Women have always had to fight hard for equality and acceptance, especially in the workplace. In primarily male-dominated fields like cybersecurity, women make up only 20 percent of the workforce. Although that figure is climbing, we have a long way to go before women are seen as more than tokens in the industry.
There is a tremendous opportunity for women who want to break into cybersecurity. According to Forbes Magazine, by 2021, there will be 3.5 million jobs available in cybersecurity. Cybercrime is on the rise, and companies all over the world are scrambling to fill the open positions with good cyber technicians to field the swarm of threats that are coming.
Experts hope that within the next few years, that gender gap will narrow with women making up 50 percent of the cybersecurity workforce. Although that climb might be ambitious, more women are entering the industry every day and making a difference,
Closing the gender gap is not only crucial for business, it is essential for cybersecurity itself. The threats to computers, networks, and individuals come from a diverse pool of people with varying experiences and backgrounds. So in keeping with the “fight fire with fire” mentality, the industry needs to diversify its combatants just to keep up.
Another pressing issue is that there is a significant labor shortage in the field of cybersecurity. The need far outweighs the solution right now, and since women make up more than half the population, there is an excellent opportunity for women to enter this field and earn top-paying, leadership roles.
Traditionally, women in male-dominated industries are often victim to discrimination and gender disparity. However, with the great need for smart, capable engineers, companies are working hard to equalize their workforce and diversify to make these positions appealing to women and other underrepresented groups.
There is no better example of a trailblazer in cybersecurity than Ann Barron-DiCamillo, head of the Department of Homeland Security’s U.S. Computer Emergency Readiness Team (US-CERT). Barron-DiCamillo has been spearheading the United States cybersecurity initiative for almost three years. She is a well-respected representative in the technical community.
With a strong military background in both the Army and Navy, Essye B. Miller made her mark in cybersecurity when she accepted the position of U.S. Department of Defense’s Deputy Chief Information Officer for Cybersecurity. Miller is a born leader who held previous leadership positions before this current one.
Another excellent example of a strong woman in cybersecurity is Angela McKay, Microsoft’s Senior Director of Cybersecurity and Strategy. McKay was previously a senior advisor for President Barack Obama.
Women like these inspire others to break that glass ceiling and pursue their dream careers in technology while also paving the way for others. These long strides that existing players make in the field will help open doors for many more to follow.
What appeals to many women working in cybersecurity is that the job is more than just programming, it’s about making smart decisions and strategizing to outsmart the enemy. In essence, you help to keep people safe from harm. Finding and putting cybercriminals behind bars is rewarding for many of the women who engage in online cybersecurity combat every day.
Cybersecurity also offers a lot of excitement. In and amongst the minutiae of the day-to-day monitoring and programming comes security incidents, each with their own excitement factor and challenges. Every threat provides an environment to learn and adapt quickly, to respond and react with confidence and to triumph over your opponent.
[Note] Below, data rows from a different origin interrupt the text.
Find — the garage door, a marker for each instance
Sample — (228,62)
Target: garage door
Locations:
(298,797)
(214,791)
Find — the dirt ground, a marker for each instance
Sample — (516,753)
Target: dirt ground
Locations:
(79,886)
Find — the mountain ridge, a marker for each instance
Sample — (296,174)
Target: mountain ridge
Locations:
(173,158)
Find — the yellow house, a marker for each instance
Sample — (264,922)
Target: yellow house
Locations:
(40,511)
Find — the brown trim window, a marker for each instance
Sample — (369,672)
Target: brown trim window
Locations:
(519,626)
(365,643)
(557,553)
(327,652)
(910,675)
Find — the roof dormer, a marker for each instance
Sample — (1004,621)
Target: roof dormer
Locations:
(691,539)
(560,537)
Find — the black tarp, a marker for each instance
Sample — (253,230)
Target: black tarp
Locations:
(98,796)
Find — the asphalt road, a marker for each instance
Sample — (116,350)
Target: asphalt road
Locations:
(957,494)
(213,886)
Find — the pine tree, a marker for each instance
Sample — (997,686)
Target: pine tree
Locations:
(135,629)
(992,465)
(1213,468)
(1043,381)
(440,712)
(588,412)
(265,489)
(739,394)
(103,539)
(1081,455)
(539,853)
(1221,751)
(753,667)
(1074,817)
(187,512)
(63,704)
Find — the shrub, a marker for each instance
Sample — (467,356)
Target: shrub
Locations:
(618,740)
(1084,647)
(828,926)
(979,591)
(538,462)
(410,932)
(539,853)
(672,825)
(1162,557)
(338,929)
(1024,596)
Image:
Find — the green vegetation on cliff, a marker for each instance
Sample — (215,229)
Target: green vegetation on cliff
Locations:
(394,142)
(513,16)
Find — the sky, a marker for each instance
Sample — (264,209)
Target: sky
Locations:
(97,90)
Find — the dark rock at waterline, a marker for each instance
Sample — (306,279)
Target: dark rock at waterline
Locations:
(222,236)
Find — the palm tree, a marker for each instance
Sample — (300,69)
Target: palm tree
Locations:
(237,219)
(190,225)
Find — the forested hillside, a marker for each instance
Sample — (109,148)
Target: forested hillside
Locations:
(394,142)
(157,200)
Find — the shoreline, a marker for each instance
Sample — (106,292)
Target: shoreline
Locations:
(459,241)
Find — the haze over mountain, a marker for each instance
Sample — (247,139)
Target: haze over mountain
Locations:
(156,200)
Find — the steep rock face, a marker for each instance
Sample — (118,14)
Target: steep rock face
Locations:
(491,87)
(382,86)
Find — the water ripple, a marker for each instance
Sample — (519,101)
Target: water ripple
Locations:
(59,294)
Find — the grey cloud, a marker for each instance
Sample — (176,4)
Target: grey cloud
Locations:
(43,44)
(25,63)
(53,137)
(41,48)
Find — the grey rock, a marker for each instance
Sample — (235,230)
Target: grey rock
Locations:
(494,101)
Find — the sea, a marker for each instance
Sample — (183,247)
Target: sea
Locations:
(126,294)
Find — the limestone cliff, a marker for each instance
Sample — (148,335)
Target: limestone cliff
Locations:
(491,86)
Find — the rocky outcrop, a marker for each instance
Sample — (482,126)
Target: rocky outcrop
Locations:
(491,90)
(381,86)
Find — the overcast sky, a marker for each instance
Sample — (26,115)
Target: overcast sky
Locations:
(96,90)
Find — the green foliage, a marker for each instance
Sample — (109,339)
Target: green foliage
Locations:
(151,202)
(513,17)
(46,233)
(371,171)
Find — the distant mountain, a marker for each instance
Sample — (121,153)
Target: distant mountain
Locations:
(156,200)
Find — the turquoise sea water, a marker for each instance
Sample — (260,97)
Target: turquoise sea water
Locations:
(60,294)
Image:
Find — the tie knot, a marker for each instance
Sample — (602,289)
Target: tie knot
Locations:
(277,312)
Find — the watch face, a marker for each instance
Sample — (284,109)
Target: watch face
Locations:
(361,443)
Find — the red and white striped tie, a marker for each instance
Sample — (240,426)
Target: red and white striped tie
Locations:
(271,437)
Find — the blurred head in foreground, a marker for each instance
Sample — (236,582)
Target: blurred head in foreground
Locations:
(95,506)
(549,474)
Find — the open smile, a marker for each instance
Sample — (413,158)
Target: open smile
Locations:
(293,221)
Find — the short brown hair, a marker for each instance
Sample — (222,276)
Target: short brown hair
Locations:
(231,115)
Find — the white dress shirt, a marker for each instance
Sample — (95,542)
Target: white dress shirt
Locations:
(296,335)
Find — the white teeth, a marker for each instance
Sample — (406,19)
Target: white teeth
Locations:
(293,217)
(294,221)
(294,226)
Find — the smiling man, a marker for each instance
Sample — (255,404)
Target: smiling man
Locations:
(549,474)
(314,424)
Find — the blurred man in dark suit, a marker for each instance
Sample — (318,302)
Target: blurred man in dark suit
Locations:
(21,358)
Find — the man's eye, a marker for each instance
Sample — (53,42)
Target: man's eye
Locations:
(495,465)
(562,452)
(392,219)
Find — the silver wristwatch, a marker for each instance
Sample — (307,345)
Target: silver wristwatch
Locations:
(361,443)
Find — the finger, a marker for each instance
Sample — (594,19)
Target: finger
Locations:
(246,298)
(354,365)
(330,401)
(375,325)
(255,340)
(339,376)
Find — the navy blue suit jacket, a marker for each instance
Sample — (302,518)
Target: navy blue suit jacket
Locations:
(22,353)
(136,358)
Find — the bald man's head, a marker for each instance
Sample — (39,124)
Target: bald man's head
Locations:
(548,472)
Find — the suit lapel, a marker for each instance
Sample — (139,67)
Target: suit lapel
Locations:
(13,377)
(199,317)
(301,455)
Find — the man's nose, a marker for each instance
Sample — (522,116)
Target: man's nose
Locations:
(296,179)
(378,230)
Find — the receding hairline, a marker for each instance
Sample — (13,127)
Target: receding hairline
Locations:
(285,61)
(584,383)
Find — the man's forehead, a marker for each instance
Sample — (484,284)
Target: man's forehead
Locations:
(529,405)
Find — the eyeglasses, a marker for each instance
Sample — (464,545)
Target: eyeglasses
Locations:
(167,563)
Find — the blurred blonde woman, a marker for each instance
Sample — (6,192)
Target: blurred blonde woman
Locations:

Other women in the field like the fact that they are affecting global change. The impact of their work is far-reaching and revolutionary. The fast-paced workflow keeps female engineers on their toes and busy; there is no time to get bored as a cybersecurity professional. Many positions also offer a lot of freedom and flexibility, which helps when balancing family life with a career.
The blockchain industry is another clear indication that there is a serious diversity problem in this country. The shortage of women at a recent blockchain conference spoke volumes about the industry itself. Blockchain was initially intended to be for everyone, not a small subset of the population.
In many cases, the problem boils down to money and opportunity. To break into blockchain, you need at least a high-school education, but college is better. You also need the money for a good computer and internet access. Not everyone has access to these necessities to qualify or even the basic information to know what blockchain is and how it works.
Stereotypes also get in the way of inviting women and minorities into blockchain. Discrimination, sexual harassment, and bullying are additional issues. Since big business has taken an interest in blockchain, the problem has worsened. Blockchain is now gaining the reputation of being only for the wealthy businessman. A lot needs to change for these roadblocks to be dissolved enough for diversity to reign.
Traditionally, young, white males filled technical jobs like IT and cybersecurity. However, as pioneering women enter the field and make waves, that demographic is changing. Not only do we need more women in cybersecurity but also a diverse group of people from all different ethnic, financial, and religious backgrounds.
Diversity in the workplace is just good business. It breeds more creativity, collaboration, and leads to innovative solutions, which could equal beating out the competition. Diverse companies encourage more loyalty and employee satisfaction. When businesses focus solely on job compatibility rather than any other factor, both the company and the employees win.
Old-school thinking and businesses have no place in our modern, fast-paced world. Diversity opens up a world of opportunity and allows companies to hire from a much larger, more well-educated and suitable workforce. In the end, they become more efficient, more productive and more successful.